Southwest Airlines "Battle Cry" (GSD&M)
The Texan discount carrier is betting that the US traveler is so against bag fees that he'll select the friendly airline famous for it’s Cincinnati-Who-concert-bumrush-style seating process. That might be a stretch in my opinion, but whatever. What certainly will be a stretch is the public’s tolerance of seeing this spot 20 times every basketball game. The five-second shelf-life of the humor of outta-shape Joe Sixpacks removing their shirts to reveal “BAGS FLY FREE” painted across their collective chests is so predictable, but not insulting or anything like that. It’s just, now that ad inventory has plummeted throughout the TV world in favor of more digitally focused media budgets, the traditional advertisers left standing see their spots rotating over and over again during any given program, guaranteeing viewer fatigue and annoyance and multiplying exponentially its lack of surprise. This one included.

Capital One, "Ivan Brothers" (DDB Chicago)
“What’s in Your Mullet?” has to be one of the most universally despised campaigns in history. (The “Hands in Your Pocket” spot that ran in Canada is the high point, and the David Spade units were OK, I guess.) For nearly a decade we’ve been treated to nitwit dads and buffoon desert island castaways performing low-quality slapstick before delivering the same rhetorical question/tagline. (I’ll give them that, though — consistency is key to great branding; unfortunately for the world’s largest credit card issuer, so is interesting, relevant creative). But this new “Visigoths” push takes mediocrity to brand new heights of dumb. Our country is so litigious that no one can target anyone as the butt of a joke anymore because the client might be sued or flamed by some watchdog organization, so agencies are left to create stories around fictitious “people.” (See also Geico’s “Cavemen.”) Sure, this alleviates legal risk.

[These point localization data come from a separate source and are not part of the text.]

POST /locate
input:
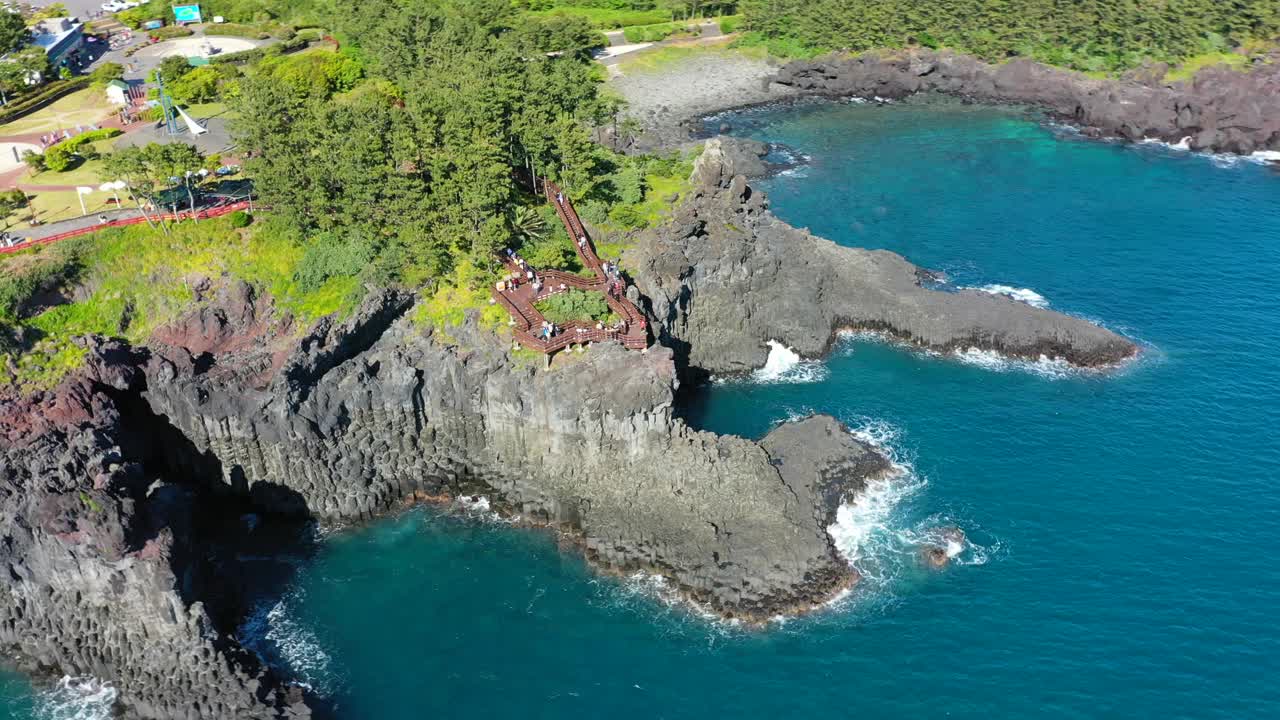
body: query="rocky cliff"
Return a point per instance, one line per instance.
(1220, 109)
(229, 408)
(105, 560)
(726, 276)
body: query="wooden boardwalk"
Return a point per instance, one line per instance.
(519, 301)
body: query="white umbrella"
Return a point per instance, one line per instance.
(113, 187)
(81, 192)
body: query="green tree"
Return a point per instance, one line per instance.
(197, 86)
(13, 32)
(105, 73)
(12, 201)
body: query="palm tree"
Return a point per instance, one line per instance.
(528, 224)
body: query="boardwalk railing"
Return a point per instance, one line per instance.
(200, 214)
(519, 301)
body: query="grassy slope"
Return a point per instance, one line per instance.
(137, 279)
(81, 108)
(608, 18)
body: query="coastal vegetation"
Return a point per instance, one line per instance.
(407, 156)
(1087, 36)
(576, 305)
(129, 281)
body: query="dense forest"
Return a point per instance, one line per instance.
(1092, 35)
(411, 144)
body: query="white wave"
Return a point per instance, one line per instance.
(1045, 367)
(868, 528)
(876, 532)
(77, 698)
(273, 632)
(785, 365)
(1184, 144)
(1019, 294)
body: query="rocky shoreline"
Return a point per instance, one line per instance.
(115, 482)
(1219, 110)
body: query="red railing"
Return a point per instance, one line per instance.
(519, 300)
(200, 214)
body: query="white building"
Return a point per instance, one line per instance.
(59, 37)
(118, 92)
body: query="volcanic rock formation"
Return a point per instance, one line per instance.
(1220, 109)
(726, 276)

But how much longer are we going to be subjected to these idiot Vikings (including Ogre from "Revenge of the Nerds") with Cockney accents putting change in their laptop disk drives, sniffing rental bowling shoes, putting a mace through the airport metal detector, bringing goats to the ski slope, and raising bearded children? Who wrote these things, seventh-graders? Enough already. I speak for the world when I beg of thee: please, please stop. With sprinkles on top.

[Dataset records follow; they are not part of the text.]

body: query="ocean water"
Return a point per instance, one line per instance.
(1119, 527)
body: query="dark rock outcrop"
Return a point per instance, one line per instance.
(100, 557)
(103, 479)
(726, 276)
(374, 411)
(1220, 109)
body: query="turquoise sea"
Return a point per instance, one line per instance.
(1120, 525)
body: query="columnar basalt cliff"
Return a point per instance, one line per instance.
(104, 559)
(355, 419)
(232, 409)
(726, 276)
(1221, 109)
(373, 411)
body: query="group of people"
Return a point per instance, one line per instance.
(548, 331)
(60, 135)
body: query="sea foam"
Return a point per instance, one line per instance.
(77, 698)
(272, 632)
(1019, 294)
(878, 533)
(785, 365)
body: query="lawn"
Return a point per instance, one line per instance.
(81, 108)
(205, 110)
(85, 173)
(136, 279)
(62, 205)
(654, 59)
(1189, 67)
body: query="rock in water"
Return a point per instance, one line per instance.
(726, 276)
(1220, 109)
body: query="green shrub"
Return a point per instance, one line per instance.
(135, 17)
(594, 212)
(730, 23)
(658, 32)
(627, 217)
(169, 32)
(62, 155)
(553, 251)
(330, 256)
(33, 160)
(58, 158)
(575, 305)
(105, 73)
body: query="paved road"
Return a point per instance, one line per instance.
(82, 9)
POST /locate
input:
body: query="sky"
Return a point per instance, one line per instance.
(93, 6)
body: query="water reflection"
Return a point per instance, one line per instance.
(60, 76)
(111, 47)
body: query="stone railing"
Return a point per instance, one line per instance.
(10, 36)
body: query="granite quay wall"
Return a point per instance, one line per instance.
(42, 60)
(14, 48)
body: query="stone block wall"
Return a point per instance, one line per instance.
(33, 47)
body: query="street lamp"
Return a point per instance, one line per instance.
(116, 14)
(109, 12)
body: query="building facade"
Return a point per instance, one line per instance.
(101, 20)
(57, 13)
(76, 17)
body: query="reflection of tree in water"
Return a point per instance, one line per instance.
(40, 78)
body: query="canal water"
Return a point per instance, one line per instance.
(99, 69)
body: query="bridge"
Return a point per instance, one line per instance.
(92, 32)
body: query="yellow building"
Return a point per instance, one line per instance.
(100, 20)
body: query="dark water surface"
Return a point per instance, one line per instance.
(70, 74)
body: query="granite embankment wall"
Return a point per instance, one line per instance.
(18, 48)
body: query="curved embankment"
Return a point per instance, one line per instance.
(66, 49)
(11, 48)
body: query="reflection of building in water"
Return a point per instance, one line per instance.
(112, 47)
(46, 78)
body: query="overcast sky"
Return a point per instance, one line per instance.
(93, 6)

HP, "Let’s Do Amazing" (72andSunny)
I want so badly for this new $40 million campaign for the computer giant from 72andSunny — a departure from HP's agency of record, San Francisco’s Goodby, Silverstein & Partners — to be great, what with the casting of Kiwi comic genius Rhys Darby of "Flight Of the Conchords" and all, but they’ve underwhelmed. Smacking of Cisco’s current campaign, which uses Ellen Page to go around her hometown and explore the awe-inspiration that is Cisco, we see Darby barge in on Dr. Dre during a recording session, bumble with questions at a UPS facility, and touch things he shouldn’t in The Venetian’s security office. That’s it? Come on, guys. When the best bit you write in for a hilarious dude like Rhys is his little beat-boxish noises at the end of the Dre spot (which I do find genuinely funny), you’ve wasted a massive opportunity to separate yourself from other tech concerns like, lo and behold, Ellen and Cisco. I pray we see you flex your comedy-writing muscles (or let Darby do it) soon.